I have a logs.txt
file at certain location, in a Compute Engine VM Instance. I want to periodically backup (i.e. overwrite) logs.txt
in a Google Cloud Storage bucket. Since logs.txt
is the result of some preprocessing made inside a Python script, I want to also use that script to upload / copy that file, into the Google Cloud Storage bucket (therefore, the use of cp
cannot be considered an option). Both the Compute Engine VM instance, and the Cloud Storage bucket, stay at the same GCP project, so "they see each other". What I am attempting right now, based on this sample code, looks like:
from google.cloud import storage
bucket_name = "my-bucket"
destination_blob_name = "logs.txt"
source_file_name = "logs.txt" # accessible from this script
storage_client = storage.Client()
bucket = storage_client.bucket(bucket_name)
blob = bucket.blob(destination_blob_name)
generation_match_precondition = 0
blob.upload_from_filename(source_file_name, if_generation_match=generation_match_precondition)
print(f"File {source_file_name} uploaded to {destination_blob_name}.")

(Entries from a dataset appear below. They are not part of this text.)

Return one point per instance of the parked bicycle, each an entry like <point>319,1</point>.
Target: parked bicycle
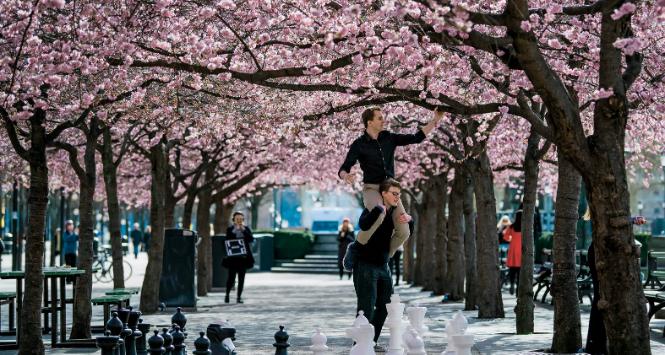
<point>104,264</point>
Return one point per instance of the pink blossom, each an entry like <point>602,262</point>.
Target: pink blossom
<point>626,9</point>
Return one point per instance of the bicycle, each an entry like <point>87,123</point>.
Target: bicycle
<point>104,266</point>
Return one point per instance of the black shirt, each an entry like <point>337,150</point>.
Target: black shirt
<point>377,249</point>
<point>377,156</point>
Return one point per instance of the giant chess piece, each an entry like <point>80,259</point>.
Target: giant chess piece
<point>202,345</point>
<point>141,343</point>
<point>416,317</point>
<point>179,348</point>
<point>362,334</point>
<point>115,326</point>
<point>413,343</point>
<point>396,324</point>
<point>319,340</point>
<point>168,341</point>
<point>155,343</point>
<point>108,343</point>
<point>221,338</point>
<point>458,341</point>
<point>179,318</point>
<point>281,341</point>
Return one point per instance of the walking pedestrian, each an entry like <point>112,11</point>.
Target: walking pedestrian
<point>344,237</point>
<point>239,256</point>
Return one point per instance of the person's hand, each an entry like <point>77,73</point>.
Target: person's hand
<point>350,178</point>
<point>404,218</point>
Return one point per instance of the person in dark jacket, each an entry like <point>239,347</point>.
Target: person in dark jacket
<point>241,260</point>
<point>371,275</point>
<point>375,151</point>
<point>137,237</point>
<point>344,238</point>
<point>70,246</point>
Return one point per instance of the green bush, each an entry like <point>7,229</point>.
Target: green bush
<point>291,243</point>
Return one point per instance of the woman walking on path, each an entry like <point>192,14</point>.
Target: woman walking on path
<point>239,256</point>
<point>513,235</point>
<point>344,238</point>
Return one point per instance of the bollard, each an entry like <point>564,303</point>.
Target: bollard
<point>141,343</point>
<point>281,341</point>
<point>108,343</point>
<point>168,341</point>
<point>155,342</point>
<point>202,345</point>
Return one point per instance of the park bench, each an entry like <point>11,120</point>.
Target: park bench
<point>654,275</point>
<point>9,298</point>
<point>121,300</point>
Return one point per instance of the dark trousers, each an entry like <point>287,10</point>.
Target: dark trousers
<point>231,280</point>
<point>395,265</point>
<point>70,259</point>
<point>374,287</point>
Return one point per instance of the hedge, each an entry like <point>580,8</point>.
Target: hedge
<point>290,243</point>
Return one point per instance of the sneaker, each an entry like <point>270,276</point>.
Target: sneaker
<point>379,349</point>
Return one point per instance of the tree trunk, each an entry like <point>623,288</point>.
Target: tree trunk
<point>442,282</point>
<point>456,264</point>
<point>31,329</point>
<point>187,210</point>
<point>82,314</point>
<point>111,185</point>
<point>418,270</point>
<point>407,271</point>
<point>153,272</point>
<point>428,251</point>
<point>524,307</point>
<point>203,265</point>
<point>470,301</point>
<point>491,304</point>
<point>567,327</point>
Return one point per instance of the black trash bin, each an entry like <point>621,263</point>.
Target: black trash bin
<point>177,287</point>
<point>219,272</point>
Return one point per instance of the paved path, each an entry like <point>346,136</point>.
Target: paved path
<point>303,302</point>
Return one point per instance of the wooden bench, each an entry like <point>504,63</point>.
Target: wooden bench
<point>121,300</point>
<point>10,299</point>
<point>123,291</point>
<point>654,275</point>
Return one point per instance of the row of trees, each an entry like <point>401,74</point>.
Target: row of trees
<point>176,102</point>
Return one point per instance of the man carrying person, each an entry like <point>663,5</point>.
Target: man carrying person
<point>375,150</point>
<point>371,275</point>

If gs://my-bucket/logs.txt
does not exist, the script works correctly, but if I try to overwrite, I get the following error:
Traceback (most recent call last):
File "/usr/local/lib/python3.8/dist-packages/google/cloud/storage/blob.py", line 2571, in upload_from_file
created_json = self._do_upload(
File "/usr/local/lib/python3.8/dist-packages/google/cloud/storage/blob.py", line 2372, in _do_upload
response = self._do_multipart_upload(
File "/usr/local/lib/python3.8/dist-packages/google/cloud/storage/blob.py", line 1907, in _do_multipart_upload
response = upload.transmit(
File "/usr/local/lib/python3.8/dist-packages/google/resumable_media/requests/upload.py", line 153, in transmit
return _request_helpers.wait_and_retry(
File "/usr/local/lib/python3.8/dist-packages/google/resumable_media/requests/_request_helpers.py", line 147, in wait_and_retry
response = func()
File "/usr/local/lib/python3.8/dist-packages/google/resumable_media/requests/upload.py", line 149, in retriable_request
self._process_response(result)
File "/usr/local/lib/python3.8/dist-packages/google/resumable_media/_upload.py", line 114, in _process_response
_helpers.require_status_code(response, (http.client.OK,), self._get_status_code)

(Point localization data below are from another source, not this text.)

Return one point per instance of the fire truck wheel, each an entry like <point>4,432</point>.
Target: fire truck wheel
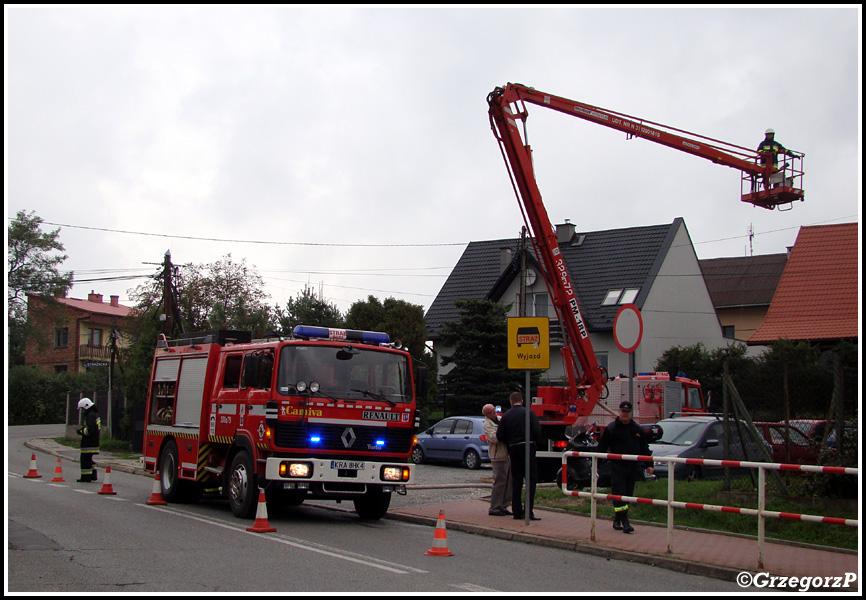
<point>242,486</point>
<point>175,489</point>
<point>373,505</point>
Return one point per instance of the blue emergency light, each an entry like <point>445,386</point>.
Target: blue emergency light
<point>342,335</point>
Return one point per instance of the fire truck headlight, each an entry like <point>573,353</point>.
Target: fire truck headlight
<point>395,473</point>
<point>296,469</point>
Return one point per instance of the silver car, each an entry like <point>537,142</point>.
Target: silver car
<point>456,439</point>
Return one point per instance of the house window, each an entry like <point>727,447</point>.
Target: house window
<point>61,337</point>
<point>540,305</point>
<point>626,296</point>
<point>629,295</point>
<point>611,298</point>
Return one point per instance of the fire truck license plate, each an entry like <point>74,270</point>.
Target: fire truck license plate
<point>356,465</point>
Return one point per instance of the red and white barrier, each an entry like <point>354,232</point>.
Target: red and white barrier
<point>671,504</point>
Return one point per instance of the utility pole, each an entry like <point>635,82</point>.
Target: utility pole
<point>168,310</point>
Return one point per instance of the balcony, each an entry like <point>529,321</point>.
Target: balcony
<point>88,352</point>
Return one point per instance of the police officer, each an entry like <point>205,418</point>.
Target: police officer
<point>624,436</point>
<point>89,433</point>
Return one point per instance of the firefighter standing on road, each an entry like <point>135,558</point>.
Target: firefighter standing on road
<point>89,433</point>
<point>624,436</point>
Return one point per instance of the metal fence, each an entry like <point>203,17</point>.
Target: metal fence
<point>761,512</point>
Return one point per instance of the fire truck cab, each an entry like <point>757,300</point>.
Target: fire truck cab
<point>325,414</point>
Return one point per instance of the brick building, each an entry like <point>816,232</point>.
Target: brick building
<point>75,334</point>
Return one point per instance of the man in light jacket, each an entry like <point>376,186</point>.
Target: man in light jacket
<point>500,495</point>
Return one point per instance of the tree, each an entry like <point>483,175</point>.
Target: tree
<point>33,268</point>
<point>401,320</point>
<point>306,309</point>
<point>225,294</point>
<point>480,341</point>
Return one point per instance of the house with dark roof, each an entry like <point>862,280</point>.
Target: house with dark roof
<point>75,332</point>
<point>653,267</point>
<point>741,289</point>
<point>818,297</point>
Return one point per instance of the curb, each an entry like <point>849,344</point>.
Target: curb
<point>672,564</point>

File "/usr/local/lib/python3.8/dist-packages/google/resumable_media/_helpers.py", line 105, in require_status_code
raise common.InvalidResponse(
google.resumable_media.common.InvalidResponse: ('Request failed with status code', 412, 'Expected one of', <HTTPStatus.OK: 200>)
During handling of the above exception, another exception occurred:
Traceback (most recent call last):
File "/home/my_folder/upload_to_gcs.py", line 76, in <module>
blob.upload_from_filename(source_file_name, if_generation_match=generation_match_precondition)

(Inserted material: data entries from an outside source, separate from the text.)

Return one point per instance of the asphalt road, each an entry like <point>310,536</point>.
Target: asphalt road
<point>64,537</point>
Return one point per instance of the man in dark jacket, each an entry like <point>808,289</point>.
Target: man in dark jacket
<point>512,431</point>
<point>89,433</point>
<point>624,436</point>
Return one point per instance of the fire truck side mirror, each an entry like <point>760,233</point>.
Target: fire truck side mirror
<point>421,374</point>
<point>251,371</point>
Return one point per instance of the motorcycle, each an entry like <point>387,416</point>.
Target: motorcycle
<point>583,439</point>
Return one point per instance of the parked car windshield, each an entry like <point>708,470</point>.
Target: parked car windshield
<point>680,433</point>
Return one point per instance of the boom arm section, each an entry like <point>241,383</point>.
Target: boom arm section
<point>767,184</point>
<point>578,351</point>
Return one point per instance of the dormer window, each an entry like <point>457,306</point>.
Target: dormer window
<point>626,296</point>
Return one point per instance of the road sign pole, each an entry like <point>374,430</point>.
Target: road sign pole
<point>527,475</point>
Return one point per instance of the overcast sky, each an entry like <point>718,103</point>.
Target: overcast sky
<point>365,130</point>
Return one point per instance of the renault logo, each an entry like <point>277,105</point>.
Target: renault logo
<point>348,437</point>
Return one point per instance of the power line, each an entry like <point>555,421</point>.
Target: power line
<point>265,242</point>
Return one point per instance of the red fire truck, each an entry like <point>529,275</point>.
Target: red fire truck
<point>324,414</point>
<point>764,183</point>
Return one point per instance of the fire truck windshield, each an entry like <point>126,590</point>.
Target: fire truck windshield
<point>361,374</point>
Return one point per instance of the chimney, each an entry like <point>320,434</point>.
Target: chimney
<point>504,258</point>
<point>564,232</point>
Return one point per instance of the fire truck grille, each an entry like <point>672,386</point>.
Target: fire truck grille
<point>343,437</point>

File "/usr/local/lib/python3.8/dist-packages/google/cloud/storage/blob.py", line 2712, in upload_from_filename
self.upload_from_file(
File "/usr/local/lib/python3.8/dist-packages/google/cloud/storage/blob.py", line 2588, in upload_from_file
_raise_from_invalid_response(exc)
File "/usr/local/lib/python3.8/dist-packages/google/cloud/storage/blob.py", line 4455, in _raise_from_invalid_response
raise exceptions.from_http_status(response.status_code, message, response=response)
google.api_core.exceptions.PreconditionFailed: 412 POST https://storage.googleapis.com/upload/storage/v1/b/production-onementor-dt-data/o?uploadType=multipart&ifGenerationMatch=0: {
"error": {
"code": 412,
"message": "At least one of the pre-conditions you specified did not hold.",
"errors": [
{
"message": "At least one of the pre-conditions you specified did not hold.",
"domain": "global",
"reason": "conditionNotMet",
"locationType": "header",
"location": "If-Match"
}
]
}
}
: ('Request failed with status code', 412, 'Expected one of', <HTTPStatus.OK: 200>)
I have checked the documentation for upload_from_filename
, but it seems there is no flag to "enable overwritting".
How to properly overwrite a file existing in a Google Cloud Storage Bucket, using Python language?
It's because of if_generation_match
As a special case, passing 0 as the value for if_generation_match makes the operation succeed only if there are no live versions of the blob.
This is what is meant by the return message "At least one of the pre-conditions you specified did not hold."
You should pass None
or leave out that argument altogether.